The cannon’s missile, trailing its gossamer tow line, arced high into the sky and then its parasail unfurled, red and gold, bright in the sky with Patel Global’s colors. Dauntless shuddered and leaped onto her hydrofoils, rising above the waves. The ship’s main sails rippled and furled, and suddenly Nailer felt wind on his face. He hadn’t notice it before, but now, suddenly the wind was strong.
“The wind’s slower down here than up there,” the captain explained. “Before, we were going with the wind, so you didn’t feel the breeze so much. Now we’re with those winds up there.”
The ocean rushed beneath their hull. When Nailer looked down into the glitter refraction of the waves it seemed that all the light and shimmer of the water had merged, a blur of motion too fast to understand.
“Fifty-two knots,” the captain said with satisfaction.
Behind them, Pole Star fired its own high sails. The boom resounded across the water.

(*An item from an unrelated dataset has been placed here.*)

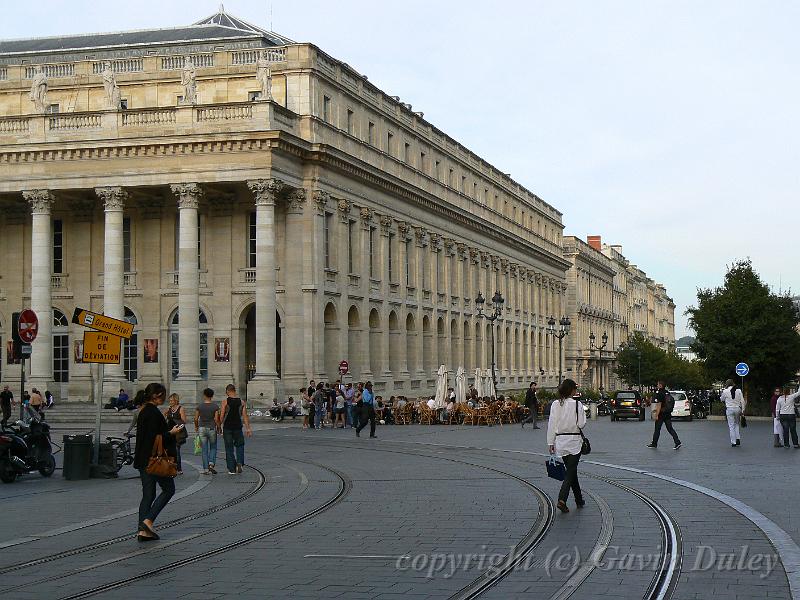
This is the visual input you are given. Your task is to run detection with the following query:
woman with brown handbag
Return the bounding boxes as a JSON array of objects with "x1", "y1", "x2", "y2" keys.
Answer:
[{"x1": 133, "y1": 383, "x2": 184, "y2": 542}]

“If we’re lucky,” Candless said, as they watched the missile rise, “she’ll tangle and we’ll get the jump on them. Damn ticklish to catch a wind. Once you’re up, it’s fine, but damn ticklish to start.”
But Pole Star’s sails caught. Through the long glass of Dauntless’s nav system they watched as the ship heaved itself up onto its own hydrofoils, its feral bulk skimming above the water.

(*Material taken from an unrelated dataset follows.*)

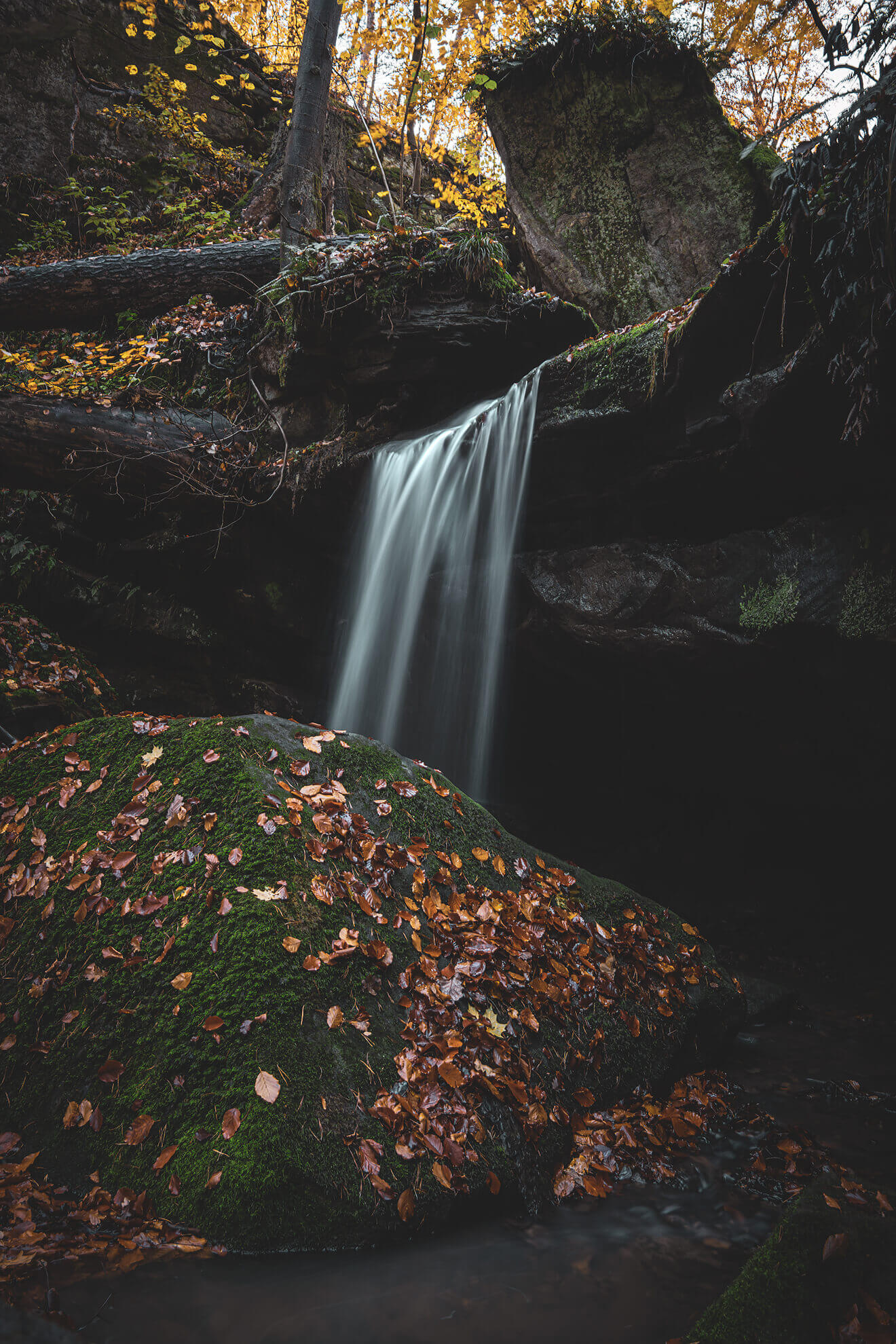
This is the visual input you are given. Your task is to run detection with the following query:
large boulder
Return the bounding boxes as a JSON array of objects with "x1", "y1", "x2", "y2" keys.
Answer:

“Why don’t they just shoot down our sails?” Nailer asked.
“They may. Once they’re within a mile, they can torch the parasail with a chemical round.”

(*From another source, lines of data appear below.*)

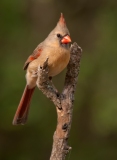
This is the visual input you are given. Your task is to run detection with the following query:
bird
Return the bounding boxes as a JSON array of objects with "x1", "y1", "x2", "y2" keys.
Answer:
[{"x1": 13, "y1": 13, "x2": 71, "y2": 125}]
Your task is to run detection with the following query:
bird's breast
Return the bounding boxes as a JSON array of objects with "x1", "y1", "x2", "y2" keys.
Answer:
[{"x1": 28, "y1": 47, "x2": 70, "y2": 77}]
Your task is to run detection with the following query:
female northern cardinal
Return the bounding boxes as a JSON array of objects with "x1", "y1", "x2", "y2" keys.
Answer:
[{"x1": 13, "y1": 13, "x2": 71, "y2": 125}]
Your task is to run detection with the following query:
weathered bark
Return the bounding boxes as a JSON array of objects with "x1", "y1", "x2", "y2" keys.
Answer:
[{"x1": 37, "y1": 43, "x2": 82, "y2": 160}]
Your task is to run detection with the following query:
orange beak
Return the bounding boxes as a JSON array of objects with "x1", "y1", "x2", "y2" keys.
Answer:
[{"x1": 61, "y1": 35, "x2": 71, "y2": 44}]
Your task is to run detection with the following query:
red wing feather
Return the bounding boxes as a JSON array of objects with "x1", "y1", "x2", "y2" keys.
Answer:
[{"x1": 23, "y1": 48, "x2": 42, "y2": 70}]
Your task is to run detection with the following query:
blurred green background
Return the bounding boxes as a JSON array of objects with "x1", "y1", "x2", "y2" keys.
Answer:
[{"x1": 0, "y1": 0, "x2": 117, "y2": 160}]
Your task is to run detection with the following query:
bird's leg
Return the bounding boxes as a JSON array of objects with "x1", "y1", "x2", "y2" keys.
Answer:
[
  {"x1": 31, "y1": 70, "x2": 38, "y2": 77},
  {"x1": 49, "y1": 77, "x2": 60, "y2": 97}
]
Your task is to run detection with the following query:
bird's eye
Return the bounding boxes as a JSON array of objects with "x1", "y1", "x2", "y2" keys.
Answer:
[{"x1": 57, "y1": 33, "x2": 61, "y2": 38}]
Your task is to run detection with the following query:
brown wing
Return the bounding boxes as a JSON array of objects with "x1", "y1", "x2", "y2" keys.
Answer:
[{"x1": 23, "y1": 45, "x2": 42, "y2": 70}]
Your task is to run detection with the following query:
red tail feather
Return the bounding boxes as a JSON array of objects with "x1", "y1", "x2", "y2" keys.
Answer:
[{"x1": 13, "y1": 85, "x2": 35, "y2": 125}]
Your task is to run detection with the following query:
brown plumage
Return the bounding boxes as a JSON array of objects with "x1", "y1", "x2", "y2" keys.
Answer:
[{"x1": 13, "y1": 14, "x2": 71, "y2": 125}]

“But they won’t light us up the same way? Sink us?”
The captain exchanged glances with Reynolds. “Chavez is greedy. If she can take us as a prize, she’ll call us pirate. If she wrecks us, tangles us, and sinks us, she doesn’t get the money.”
The two ships sliced across the ocean. Sometimes it seemed as if Dauntless had gained a little ground, but when Nailer looked again, always the pale ship on the horizon had grown. He shivered at the sight of the other clipper, hunting them like a shark.
The captain pointed again at the map. “If Nailer’s right, we can slip these Teeth here, and it will even look as if we’re intending to hide.”
“If he’s right,” Reynolds emphasized.
“I am,” Nailer insisted. “I know that water.”
“Ever sailed it?”
Nailer hesitated. He wanted to tell them that he had. That he knew the waves. That he knew he was right.
“No,” he admitted. “But I know the Teeth. I’ve seen them at low tide.” He pointed at the numbers on the map. “If your charts are right about the old depths, at high tide, you can run straight across. Right here.” He pointed to the edge of the island. “Between the island and the Teeth, there’s a gap.”
“It’s an invitation for a sinking,” Reynolds said. “High tide won’t be until dark, so you won’t have much for landmarks, and GPS margin of error might not tell us we’re wrong until we’re dead on some old I-beam.”
“I know where it is,” Nailer said sullenly. “I know the gap.”
“Yeah?” she asked. “In the dark? With only moonlight? With one chance to get it right?”